Why is the Azerbaijani-Armenian conflict renewed over Nagorno-Karabakh?

Once once more, the territory is back Nagorno-Karabakh The dispute between Azerbaijan and Armenia came to the surface, following the escalation by Baku, on the grounds of the killing of one of its soldiers in a shooting in the buffer zone that was identified After the war between the two sides in the year 2020.

Azerbaijan accused the separatists supported by Armenia of firing, following which the clashes began, which, if they continue, might enter the region in new war It topples the fragile truce imposed by the Moscow agreement on November 10, 2020 between Baku and Yerevan, according to which Russian peace forces were deployed in the region. While Moscow went through its Defense Ministry to accuse Azerbaijan of violating the ceasefire, adding that its peacekeepers deployed in the region are trying to “stabilize” the situation.

The ministry announced that “in the Saribaba region, the Azerbaijani armed forces violated the ceasefire,” adding that “the leadership of the Russian peacekeeping force, together with representatives of Azerbaijan and Armenia, is taking steps to achieve stability.”

Moscow’s words were not left unanswered by Baku, and all accusations were directed once morest the separatist factions in the Nagorno-Karabakh region, and demanded the necessity of disarming these factions. While the European Union went to the necessity of a ceasefire and a return to negotiations to come up with a peaceful solution to the conflict, whose fire began to flare up once more from the ashes of the 2020 war, which toppled the Minsk Agreement, which was held between all the intertwined parties in this conflict in the nineties of the last century, especially with Azerbaijan’s control of the Much of the territory in this region is at the cease-fire and has caused a major political crisis for the Armenian government, which bowed to the will of Russian President Vladimir Putin and agreed to the November 2020 agreement.

tense date

The history of this tension in this geopolitically important region in the South Caucasus dates back to the beginning of the thaw of the Cold War, and the independence of the former Soviet Union countries, and their taking the form of nation-states, which blew up the situation between Armenia and Azerbaijan, the two enemy neighbors, and even before the fall of the red flag with a red flag.

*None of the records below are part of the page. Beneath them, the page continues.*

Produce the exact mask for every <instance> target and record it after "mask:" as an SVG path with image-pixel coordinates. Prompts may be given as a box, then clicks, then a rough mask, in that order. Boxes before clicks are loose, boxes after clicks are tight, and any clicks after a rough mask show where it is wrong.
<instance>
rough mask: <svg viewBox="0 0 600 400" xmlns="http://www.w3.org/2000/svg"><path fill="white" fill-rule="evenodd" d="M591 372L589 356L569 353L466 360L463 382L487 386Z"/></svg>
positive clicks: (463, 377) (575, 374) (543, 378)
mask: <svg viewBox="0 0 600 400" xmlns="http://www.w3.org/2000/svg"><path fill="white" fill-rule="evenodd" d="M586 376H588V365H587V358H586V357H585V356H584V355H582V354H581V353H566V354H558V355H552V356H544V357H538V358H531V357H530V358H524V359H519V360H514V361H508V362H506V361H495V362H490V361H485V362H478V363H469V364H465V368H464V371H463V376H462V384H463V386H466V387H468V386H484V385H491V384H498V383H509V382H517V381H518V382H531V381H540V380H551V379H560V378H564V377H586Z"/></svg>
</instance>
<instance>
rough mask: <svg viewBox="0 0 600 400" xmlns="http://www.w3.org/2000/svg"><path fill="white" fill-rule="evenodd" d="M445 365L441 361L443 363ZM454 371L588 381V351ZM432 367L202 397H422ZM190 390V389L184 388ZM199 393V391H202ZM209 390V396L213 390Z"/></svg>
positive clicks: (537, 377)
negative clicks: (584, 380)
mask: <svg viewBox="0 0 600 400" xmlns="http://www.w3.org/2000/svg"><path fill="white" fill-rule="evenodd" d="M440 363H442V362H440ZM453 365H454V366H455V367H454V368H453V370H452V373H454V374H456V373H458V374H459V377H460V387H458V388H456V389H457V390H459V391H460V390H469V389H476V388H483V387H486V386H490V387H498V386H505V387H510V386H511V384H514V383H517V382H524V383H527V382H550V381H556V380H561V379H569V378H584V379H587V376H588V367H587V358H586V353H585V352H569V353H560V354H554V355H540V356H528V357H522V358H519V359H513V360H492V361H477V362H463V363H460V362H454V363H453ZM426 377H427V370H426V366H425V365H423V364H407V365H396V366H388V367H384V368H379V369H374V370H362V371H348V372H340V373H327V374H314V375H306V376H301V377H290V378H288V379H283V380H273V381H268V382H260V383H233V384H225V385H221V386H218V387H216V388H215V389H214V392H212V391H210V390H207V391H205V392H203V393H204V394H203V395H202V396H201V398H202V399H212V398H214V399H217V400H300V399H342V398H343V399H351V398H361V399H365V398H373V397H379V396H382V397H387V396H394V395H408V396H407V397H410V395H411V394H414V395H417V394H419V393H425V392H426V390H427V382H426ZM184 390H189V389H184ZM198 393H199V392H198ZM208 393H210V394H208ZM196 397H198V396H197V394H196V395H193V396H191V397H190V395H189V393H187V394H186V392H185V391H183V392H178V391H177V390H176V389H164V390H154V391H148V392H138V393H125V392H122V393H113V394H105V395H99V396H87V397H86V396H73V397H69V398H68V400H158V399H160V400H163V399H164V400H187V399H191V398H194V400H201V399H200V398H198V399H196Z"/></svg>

Scythe and hammer from the roof of the Duma in Moscow.

In 1988, the demands of the ruling authorities in the Nagorno-Karabakh region began to be part of Soviet Armenia, at a time when this region was self-governing by decision of Stalin, at a time when the region was administratively subordinate to the Soviet Azerbaijani authorities.

The snowball of this conflict began to swell and grow since that date of the claim, up to the war between Baku and the Armenian separatists backed by Yerevan, which ended with a ceasefire in 1994, following the Armenian separatists took control of most of the territory, which seems to have left a wound that did not heal when Azeris.

This round of war ended, as did the round that followed in the year 2020, to a ceasefire agreement called the “Minsk Agreement”, which was mediated by the Organization for Security and Cooperation in Europe, despite the intermittent clashes that had occurred between the two parties for 26 years, which is the age of the “Minsk Agreement”. Which fell with the entry of the Azerbaijani forces into the region in the year 2020, in a new round of war that this time carried the scent of the geopolitical ambitions of the regional powers in the region, most notably Turkey, the eternal enemy of the Armenians, which supported Baku, it seems that Putin found only one way out to stop this war. By putting pressure on all parties, and reaching a ceasefire in the November 2020 agreement.

A second round in which Baku won, with Ankara behind it with all its military arsenal and modern technologies that have proven its efficiency, while Al-Ain is heading towards the Azeri coasts, where gas and oil are two weapons that the Russian war on Ukraine proved to be important in consolidating any policy on the European “other” who refused to join Turkey to the European forum.